The consulting firm PwC released a report stating that, in Brazil, more than 80% of companies are family-owned. However, other studies by the same organization show that only 12% of family-owned companies reach the third generation, and only 1% reach the fifth. This case is mainly due to the lack of a governance plan, and consequently respect for this document of standards by its members. Such disorganization causes disputes and conflicts, which naturally have an impact on the company's operations.
Among family businesses that have been in operation for a longer period of time, one practice is a prerequisite: the adoption of a governance system that clearly distinguishes between owners and managers. In other words, heirs are in fact the owners of the company, but do not necessarily manage it.

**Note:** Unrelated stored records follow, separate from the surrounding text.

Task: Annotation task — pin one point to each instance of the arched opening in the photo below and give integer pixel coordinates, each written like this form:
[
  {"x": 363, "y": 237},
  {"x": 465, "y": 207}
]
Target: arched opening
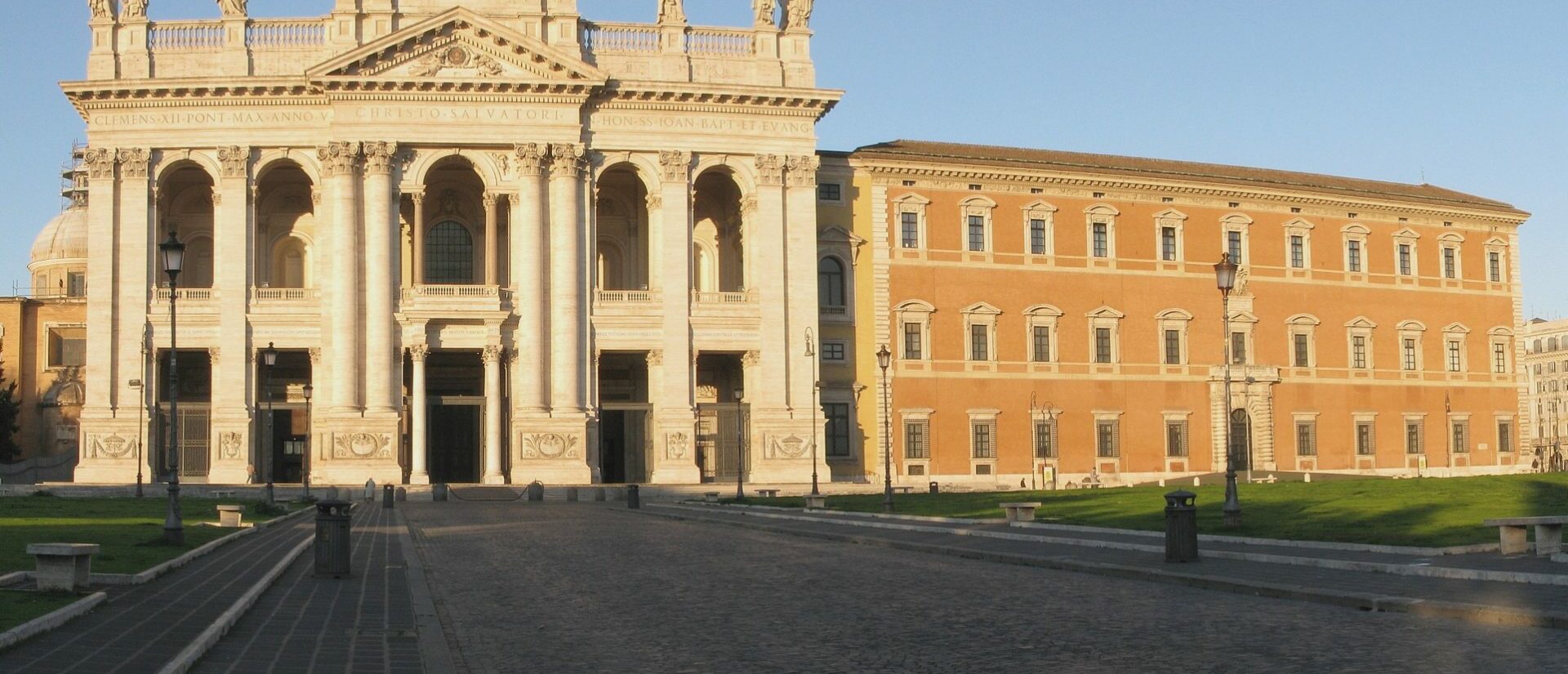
[
  {"x": 284, "y": 226},
  {"x": 187, "y": 209},
  {"x": 621, "y": 221},
  {"x": 720, "y": 232}
]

After all, this task depends on specific technical skills, which are not always found in the family group.
In the end, it's all a question of expectations, because when there is clarity about the parameters regarding profit sharing, prospects for advancement in internal positions, and business direction, tempers tend to calm down, avoiding the weakening of family ties and many other conflicts that can prevent the company from prospering.
Seeking to adopt governance systems will only make the market see the movement in a positive light, whether it is the professionalization of people, processes and general business management policies. As if that weren't enough, with the general improvement in organization and image, your family business tends to be more attractive to young talents, with the potential for innovation and adaptation to changes in scenario and technology. With the right corporate governance strategy, family businesses can be successful.